Size and homogeneity are of course not transferable. There is no way for India or the USA to become Austria or Norway, and in their purest form the social democratic welfare states of Europe are simply non-exportable: they have much the same appeal as a Volvo—and some similar limitations—and may be hard to sell to countries and cultures where expensive virtues of solidity and endurance count for less. We know, moreover, that even cities do better if they are reasonably homogenous and contained: it was not difficult to build municipal socialism in Vienna or Amsterdam, but would be a lot harder in Naples or Cairo, not to speak of Calcutta or Sao Paulo.

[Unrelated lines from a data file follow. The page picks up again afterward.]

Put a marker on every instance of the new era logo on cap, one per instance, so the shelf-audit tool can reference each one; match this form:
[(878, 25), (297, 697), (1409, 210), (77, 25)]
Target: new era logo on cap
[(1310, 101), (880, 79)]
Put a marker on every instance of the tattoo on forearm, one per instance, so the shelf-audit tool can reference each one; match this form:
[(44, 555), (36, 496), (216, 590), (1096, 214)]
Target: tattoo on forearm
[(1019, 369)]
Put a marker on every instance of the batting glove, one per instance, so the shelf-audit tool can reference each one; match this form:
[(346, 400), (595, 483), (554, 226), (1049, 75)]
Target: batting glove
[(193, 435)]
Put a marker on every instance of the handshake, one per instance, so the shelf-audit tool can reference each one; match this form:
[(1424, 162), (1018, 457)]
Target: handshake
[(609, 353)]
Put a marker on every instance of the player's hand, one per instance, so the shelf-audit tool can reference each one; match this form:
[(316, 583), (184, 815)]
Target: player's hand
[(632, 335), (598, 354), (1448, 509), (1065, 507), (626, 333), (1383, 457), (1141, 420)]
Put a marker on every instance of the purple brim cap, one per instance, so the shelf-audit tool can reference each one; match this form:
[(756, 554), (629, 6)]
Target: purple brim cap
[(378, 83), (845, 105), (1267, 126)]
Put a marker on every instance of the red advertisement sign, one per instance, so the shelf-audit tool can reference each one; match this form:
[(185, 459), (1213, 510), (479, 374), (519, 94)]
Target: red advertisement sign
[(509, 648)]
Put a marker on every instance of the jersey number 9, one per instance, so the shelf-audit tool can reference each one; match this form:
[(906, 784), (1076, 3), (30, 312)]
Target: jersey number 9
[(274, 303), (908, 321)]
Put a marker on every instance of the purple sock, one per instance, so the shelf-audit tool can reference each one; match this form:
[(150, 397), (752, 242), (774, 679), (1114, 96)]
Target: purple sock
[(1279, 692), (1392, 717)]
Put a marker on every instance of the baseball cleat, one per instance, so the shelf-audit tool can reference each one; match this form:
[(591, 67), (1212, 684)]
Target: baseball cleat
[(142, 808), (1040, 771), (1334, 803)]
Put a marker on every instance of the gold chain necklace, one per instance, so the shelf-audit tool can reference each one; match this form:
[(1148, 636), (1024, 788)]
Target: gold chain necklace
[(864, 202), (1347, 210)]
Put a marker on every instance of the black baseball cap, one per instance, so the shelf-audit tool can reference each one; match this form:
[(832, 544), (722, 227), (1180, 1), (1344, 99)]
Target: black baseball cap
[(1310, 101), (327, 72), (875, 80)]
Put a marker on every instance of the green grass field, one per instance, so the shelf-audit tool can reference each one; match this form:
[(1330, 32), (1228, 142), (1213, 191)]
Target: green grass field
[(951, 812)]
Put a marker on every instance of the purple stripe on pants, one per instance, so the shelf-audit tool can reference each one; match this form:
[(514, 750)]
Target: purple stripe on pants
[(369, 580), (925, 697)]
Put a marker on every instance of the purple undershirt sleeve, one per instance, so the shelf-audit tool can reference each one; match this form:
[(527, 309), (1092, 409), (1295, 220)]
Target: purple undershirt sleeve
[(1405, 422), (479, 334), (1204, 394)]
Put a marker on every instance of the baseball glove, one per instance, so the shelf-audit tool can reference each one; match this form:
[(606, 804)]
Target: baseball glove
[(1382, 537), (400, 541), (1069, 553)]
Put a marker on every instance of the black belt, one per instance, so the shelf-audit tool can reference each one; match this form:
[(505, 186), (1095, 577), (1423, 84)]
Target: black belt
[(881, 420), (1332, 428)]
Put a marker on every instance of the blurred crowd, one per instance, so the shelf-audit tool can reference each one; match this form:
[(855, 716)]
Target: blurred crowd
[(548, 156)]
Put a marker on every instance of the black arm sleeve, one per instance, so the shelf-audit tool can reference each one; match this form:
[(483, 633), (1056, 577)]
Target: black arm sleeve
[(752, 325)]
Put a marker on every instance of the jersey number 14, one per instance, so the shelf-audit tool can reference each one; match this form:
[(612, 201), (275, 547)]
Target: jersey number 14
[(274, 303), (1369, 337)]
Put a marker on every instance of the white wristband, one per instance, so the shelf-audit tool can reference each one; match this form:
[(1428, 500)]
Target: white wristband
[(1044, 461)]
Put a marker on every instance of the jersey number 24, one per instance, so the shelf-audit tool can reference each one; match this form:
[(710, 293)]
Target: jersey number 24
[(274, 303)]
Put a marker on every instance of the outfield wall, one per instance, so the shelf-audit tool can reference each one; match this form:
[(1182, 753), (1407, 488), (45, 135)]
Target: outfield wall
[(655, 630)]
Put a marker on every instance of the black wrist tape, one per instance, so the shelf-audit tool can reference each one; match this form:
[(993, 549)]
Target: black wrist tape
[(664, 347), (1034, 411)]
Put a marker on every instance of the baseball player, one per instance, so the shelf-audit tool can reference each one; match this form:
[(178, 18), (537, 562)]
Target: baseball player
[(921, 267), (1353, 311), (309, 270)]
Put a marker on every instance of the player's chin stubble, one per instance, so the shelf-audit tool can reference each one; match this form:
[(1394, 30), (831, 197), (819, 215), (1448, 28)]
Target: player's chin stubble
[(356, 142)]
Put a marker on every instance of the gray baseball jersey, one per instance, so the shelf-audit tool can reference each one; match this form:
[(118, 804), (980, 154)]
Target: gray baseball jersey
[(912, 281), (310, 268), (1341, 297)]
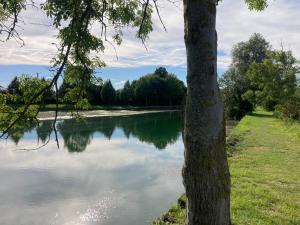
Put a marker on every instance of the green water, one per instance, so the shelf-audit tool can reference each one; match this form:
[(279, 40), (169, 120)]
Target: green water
[(118, 170)]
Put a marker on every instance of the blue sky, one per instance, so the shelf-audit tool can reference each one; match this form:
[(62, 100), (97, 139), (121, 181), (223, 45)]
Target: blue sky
[(279, 23), (118, 75)]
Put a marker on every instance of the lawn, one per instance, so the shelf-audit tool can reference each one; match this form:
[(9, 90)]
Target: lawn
[(265, 173)]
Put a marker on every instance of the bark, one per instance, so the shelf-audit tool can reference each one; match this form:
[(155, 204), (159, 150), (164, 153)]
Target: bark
[(205, 172)]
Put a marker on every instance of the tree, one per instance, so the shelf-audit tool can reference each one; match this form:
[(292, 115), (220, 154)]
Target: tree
[(127, 94), (161, 71), (235, 83), (236, 106), (108, 93), (205, 172), (254, 50), (274, 79), (156, 90)]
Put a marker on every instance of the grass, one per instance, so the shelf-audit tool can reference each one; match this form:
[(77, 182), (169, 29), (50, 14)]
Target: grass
[(265, 173)]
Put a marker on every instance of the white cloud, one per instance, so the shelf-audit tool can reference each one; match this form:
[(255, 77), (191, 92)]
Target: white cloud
[(278, 23)]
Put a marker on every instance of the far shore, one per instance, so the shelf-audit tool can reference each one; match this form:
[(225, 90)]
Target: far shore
[(50, 115)]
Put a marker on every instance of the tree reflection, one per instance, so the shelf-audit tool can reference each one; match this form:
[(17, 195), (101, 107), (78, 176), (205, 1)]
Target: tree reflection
[(159, 129)]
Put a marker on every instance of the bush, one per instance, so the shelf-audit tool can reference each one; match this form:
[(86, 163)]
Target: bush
[(289, 110)]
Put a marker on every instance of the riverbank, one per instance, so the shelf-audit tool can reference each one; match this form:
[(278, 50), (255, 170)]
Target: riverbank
[(265, 171), (50, 115)]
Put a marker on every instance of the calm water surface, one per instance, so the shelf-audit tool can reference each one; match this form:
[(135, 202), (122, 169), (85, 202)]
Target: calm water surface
[(112, 171)]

Finally, there is clear evidence that while homogeneity and size matter for the generation of trust and cooperation, cultural or economic heterogeneity can have the opposite effect. A steady increase in the number of immigrants, particularly immigrants from the ‘third world’, correlates all too well in the Netherlands and Denmark, not to mention the United Kingdom, with a noticeable decline in social cohesion. To put it bluntly, the Dutch and the English don’t much care to share their welfare states with their former colonial subjects from Indonesia, Surinam, Pakistan or Uganda; meanwhile Danes, like Austrians, resent ‘paying for’ the Muslim refugees who have flocked to their countries in recent years.
There may be something inherently selfish in the social service states of the mid-20th century: blessed for a few decades with the good fortune of ethnic homogeneity and a small, educated population where almost everyone could recognize themselves in everyone else. Most of these countries—self-contained nation-states exposed to very little external threat—had the good fortune to cluster under the umbrella of NATO in the post-1945 decades, devoting their budgets to domestic improvement and untroubled by mass immigration from the rest of Europe, much less further afield. When this situation changed, confidence and trust appears to have fallen off.

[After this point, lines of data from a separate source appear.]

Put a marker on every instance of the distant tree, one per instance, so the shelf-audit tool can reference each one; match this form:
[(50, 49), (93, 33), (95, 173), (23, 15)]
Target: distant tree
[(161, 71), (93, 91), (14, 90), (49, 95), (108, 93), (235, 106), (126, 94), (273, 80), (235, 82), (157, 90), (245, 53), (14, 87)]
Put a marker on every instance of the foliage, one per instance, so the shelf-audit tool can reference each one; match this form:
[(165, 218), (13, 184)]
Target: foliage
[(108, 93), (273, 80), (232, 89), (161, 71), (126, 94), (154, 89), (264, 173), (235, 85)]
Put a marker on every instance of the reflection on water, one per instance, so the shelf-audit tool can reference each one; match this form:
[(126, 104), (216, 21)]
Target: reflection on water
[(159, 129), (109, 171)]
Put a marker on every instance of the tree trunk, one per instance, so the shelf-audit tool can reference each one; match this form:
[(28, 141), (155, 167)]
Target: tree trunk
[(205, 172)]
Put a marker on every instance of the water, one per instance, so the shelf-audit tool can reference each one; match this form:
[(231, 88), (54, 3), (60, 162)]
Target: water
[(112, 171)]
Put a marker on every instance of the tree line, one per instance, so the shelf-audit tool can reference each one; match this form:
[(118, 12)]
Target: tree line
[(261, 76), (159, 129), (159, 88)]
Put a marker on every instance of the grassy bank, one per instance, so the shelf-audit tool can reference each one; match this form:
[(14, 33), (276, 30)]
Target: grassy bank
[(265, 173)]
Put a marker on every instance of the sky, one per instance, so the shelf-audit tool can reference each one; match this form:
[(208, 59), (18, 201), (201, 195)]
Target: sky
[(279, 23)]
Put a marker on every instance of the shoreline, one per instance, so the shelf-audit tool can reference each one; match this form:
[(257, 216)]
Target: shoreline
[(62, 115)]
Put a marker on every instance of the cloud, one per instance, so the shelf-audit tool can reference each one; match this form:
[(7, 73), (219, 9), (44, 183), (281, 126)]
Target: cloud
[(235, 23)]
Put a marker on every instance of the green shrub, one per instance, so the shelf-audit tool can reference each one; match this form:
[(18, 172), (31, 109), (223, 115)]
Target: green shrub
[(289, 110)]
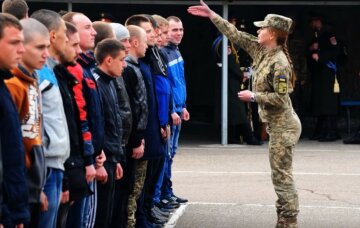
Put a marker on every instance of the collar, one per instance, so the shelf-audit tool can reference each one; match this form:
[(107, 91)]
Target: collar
[(131, 59), (51, 62), (172, 45), (102, 74), (21, 73), (5, 74), (274, 50), (87, 59)]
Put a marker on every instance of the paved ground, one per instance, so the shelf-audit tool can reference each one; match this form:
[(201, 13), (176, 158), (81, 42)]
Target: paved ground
[(230, 186)]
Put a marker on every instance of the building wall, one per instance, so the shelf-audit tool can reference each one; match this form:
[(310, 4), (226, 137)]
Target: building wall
[(202, 75)]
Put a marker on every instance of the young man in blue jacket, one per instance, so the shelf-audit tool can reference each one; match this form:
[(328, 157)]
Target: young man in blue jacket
[(110, 56), (179, 110)]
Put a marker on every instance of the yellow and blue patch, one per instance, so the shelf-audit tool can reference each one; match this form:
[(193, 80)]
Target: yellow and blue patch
[(282, 86)]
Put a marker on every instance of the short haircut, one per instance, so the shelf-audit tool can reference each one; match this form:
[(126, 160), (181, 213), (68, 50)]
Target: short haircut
[(120, 31), (173, 18), (31, 27), (8, 20), (69, 17), (70, 29), (51, 19), (103, 31), (152, 20), (135, 31), (108, 47), (160, 20), (18, 8), (136, 20)]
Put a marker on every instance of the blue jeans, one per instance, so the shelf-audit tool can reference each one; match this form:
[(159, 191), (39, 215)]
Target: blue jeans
[(53, 190), (159, 182), (166, 187), (83, 211)]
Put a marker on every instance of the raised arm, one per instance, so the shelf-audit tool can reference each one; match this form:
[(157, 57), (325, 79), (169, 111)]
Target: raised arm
[(246, 41)]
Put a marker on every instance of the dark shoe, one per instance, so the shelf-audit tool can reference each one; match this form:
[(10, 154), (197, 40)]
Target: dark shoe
[(178, 199), (352, 140), (286, 222), (161, 212), (169, 204)]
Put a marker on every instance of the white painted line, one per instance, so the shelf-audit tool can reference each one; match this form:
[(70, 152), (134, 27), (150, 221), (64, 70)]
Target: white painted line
[(266, 173), (259, 148), (175, 217), (269, 205)]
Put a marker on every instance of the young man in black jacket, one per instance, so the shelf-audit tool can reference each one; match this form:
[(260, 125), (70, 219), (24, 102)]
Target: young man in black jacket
[(110, 57)]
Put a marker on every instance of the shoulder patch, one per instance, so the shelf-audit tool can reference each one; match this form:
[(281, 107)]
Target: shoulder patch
[(282, 87)]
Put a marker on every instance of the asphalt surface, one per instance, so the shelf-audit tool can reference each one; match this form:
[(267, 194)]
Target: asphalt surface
[(230, 186)]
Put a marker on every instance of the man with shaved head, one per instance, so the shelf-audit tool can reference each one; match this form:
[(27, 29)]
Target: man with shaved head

However, the fact remains that trust and cooperation were crucial building blocks for the modern state, and the more trust there was the more successful the state. William Beveridge could assume in the England of his day a high measure of moral accord and civic engagement. Like so many liberals born in the late 19th century, he simply took it for granted that social cohesion was not merely a desirable goal but something of a given. Solidarity—with one’s fellow citizens and with the state itself—pre-existed the welfare institutions which gave it public form.

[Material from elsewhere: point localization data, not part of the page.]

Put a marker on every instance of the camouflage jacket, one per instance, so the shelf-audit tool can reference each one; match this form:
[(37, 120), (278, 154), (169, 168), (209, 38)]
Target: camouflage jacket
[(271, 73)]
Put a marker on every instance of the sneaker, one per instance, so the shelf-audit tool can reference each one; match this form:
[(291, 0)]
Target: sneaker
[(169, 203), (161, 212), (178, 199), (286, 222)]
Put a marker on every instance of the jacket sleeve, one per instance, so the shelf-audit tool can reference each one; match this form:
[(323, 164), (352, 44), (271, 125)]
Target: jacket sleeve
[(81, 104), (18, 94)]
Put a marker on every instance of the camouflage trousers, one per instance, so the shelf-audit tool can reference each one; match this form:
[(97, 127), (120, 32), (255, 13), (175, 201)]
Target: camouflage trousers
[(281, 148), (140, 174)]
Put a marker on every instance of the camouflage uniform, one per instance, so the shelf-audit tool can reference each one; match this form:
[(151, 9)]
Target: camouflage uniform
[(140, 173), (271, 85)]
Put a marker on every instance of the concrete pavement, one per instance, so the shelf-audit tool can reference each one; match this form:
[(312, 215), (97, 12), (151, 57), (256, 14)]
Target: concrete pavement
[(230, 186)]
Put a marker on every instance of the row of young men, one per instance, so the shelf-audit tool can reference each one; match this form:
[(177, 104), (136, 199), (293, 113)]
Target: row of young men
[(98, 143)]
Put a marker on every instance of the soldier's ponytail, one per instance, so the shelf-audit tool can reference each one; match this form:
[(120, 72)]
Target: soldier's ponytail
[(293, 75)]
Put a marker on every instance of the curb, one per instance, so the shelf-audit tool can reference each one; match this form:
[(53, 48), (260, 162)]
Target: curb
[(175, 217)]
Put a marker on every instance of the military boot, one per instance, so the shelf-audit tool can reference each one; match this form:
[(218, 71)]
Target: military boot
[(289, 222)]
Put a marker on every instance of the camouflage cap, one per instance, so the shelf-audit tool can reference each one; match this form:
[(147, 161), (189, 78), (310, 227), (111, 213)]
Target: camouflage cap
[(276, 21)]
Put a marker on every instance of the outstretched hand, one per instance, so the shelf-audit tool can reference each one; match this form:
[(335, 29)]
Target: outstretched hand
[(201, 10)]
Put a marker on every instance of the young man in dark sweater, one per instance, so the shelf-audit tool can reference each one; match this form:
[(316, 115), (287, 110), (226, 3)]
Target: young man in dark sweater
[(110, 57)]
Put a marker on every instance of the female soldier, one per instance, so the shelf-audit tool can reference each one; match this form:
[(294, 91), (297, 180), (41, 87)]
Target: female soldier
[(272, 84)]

Even in the United States the concept of trust and the desirability of fellow feeling became central to public policy debate from the 1930s forwards. It is arguable that the remarkable achievement of the US in converting itself from a semi-comatose peacetime economy into the world’s greatest war machine would not have been possible without Roosevelt’s insistence upon the shared interests and purposes and needs of
Americans. If World War II was a ‘good war’, it was not just thanks to the unambiguously awful character of our enemies. It was also because Americans felt good about America—and their fellow Americans.
“Our nation stands for democracy and proper drains.”
hat did trust, cooperation, progressive taxation and the interventionist state bequeath to western societies in the decades following 1945? The short answer is, in varying degrees, security, prosperity, social services and greater equality. We have grown accustomed in recent years to the assertion that the price paid for these benefits—in economic inefficiency, insufficient innovation, stifled entrepreneurship, public debt and a loss of private initiative—was too high.